Помимо борьбы за власть интерпретации военно–политической ситуации, Вебер в эти годы пробует свои силы еще в одной конфликтной зоне. Война породила неуверенность среди интеллигенции, занятой научной и публицистической деятельностью. Общество, воспринимавшее себя как сословное с точки зрения структуры, христианское с точки зрения культуры и монархическое с точки зрения политики, находилось в предсмертной агонии, и уже давно велись споры о том, что придет ему на смену. Одни полагали, что сословную структуру в ее функции социально–упорядочивающего фактора заменит национальное государство, а именно отмежевание от других национальных государств. Сам Вебер порой тоже склоняется к этой точке зрения: в конце концов, о каком бы социальном факте или ситуации мы ни говорили, решающее значение имеет то, в каком национальном государстве они имеют место. Другое дело, что не только религия и наука, но и экономика уже давно не исчерпываются их национальным содержанием. Разгоревшийся в Германии спор об индустриализации, в частности, показал, что теперь немцы жили и работали в рамках мировой, а не национальной экономики. Конечно, можно было и дальше ставить во главу угла собственную нацию, сохраняя иллюзию «борьбы за выживание», но это была бы уже позиция, дававшая на выходе лишь пафос, а отнюдь не новые знания.

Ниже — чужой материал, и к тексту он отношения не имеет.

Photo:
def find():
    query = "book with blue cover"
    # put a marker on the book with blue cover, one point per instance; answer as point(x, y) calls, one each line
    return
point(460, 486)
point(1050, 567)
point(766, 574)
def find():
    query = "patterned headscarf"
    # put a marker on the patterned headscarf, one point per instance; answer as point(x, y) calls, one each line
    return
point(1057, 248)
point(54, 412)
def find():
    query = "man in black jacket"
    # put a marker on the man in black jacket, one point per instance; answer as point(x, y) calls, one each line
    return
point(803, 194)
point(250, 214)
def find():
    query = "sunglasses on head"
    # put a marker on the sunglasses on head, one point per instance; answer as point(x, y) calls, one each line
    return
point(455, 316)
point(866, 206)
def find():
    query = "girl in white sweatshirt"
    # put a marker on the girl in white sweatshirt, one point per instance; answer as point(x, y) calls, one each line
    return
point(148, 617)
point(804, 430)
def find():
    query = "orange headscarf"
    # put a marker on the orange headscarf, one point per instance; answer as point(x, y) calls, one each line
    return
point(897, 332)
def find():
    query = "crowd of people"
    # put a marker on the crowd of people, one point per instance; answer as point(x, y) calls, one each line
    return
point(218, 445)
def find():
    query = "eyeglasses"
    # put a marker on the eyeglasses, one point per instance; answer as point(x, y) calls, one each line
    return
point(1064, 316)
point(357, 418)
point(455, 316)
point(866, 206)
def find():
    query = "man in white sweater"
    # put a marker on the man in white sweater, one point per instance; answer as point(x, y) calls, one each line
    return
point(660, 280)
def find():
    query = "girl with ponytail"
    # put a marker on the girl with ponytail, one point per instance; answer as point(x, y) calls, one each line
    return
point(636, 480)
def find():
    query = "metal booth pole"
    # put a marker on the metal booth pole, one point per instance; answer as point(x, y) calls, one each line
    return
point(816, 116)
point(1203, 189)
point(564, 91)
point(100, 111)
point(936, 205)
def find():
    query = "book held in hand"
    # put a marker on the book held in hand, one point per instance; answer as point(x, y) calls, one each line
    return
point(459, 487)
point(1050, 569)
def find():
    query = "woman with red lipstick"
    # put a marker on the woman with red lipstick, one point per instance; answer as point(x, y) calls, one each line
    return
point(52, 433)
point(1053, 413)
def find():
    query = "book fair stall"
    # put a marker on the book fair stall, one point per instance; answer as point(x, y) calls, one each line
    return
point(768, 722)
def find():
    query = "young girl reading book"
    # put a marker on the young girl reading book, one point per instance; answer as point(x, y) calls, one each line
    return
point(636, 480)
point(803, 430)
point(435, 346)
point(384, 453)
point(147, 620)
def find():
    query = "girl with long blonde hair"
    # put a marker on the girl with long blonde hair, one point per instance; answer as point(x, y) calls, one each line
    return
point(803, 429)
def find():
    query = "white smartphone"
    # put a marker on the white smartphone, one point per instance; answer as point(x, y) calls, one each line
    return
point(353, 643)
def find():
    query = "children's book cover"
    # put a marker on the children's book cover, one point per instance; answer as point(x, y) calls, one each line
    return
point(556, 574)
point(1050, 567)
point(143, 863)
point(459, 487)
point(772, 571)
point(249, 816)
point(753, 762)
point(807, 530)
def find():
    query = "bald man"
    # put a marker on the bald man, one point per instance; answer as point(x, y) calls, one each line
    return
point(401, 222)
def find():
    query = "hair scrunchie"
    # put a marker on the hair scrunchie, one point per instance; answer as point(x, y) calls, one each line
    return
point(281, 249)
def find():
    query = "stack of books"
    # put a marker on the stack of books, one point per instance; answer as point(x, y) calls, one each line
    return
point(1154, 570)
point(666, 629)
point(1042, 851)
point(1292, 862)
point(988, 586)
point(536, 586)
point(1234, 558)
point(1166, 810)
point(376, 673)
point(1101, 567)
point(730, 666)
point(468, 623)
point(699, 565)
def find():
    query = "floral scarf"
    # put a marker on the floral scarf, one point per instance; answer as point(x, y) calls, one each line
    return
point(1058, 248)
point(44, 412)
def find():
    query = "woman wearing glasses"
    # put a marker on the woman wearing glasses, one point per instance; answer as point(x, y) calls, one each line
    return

Другие были уверены, что на смену старому социальному устройству с характерным для него доминированием «благородного общества» из числа аристократии и «прилегающей» к ней буржуазной элиты придет социализм. Эта уверенность основывалась на прогнозах неизбежного классового конфликта между капиталистическим и пролетарским лагерем, который должен был вылиться в революцию. До сих пор, правда, ничего подобного не происходило. С момента появления «призрака коммунизма» в Европе до Октябрьской революции в России прошло уже семьдесят лет, но за это время не обнаружилось никаких признаков неуклонного усиления «анархии в товарном мире», обнищания масс или зарождения на этом фоне политического протеста. Октябрьская революция тоже пока не выходила за рамки одной страны. Вместо этого увеличивалась численность среднего класса, который совершенно никак не учитывался в этом сценарии последнего исторического конфликта: в обществе становилось все больше служащих, чиновников, представителей буржуазии без эмоционального отношения к своей классовой принадлежности, или, если воспользоваться выражением Альфреда Вебера, становилось все больше «среднестатистических людей».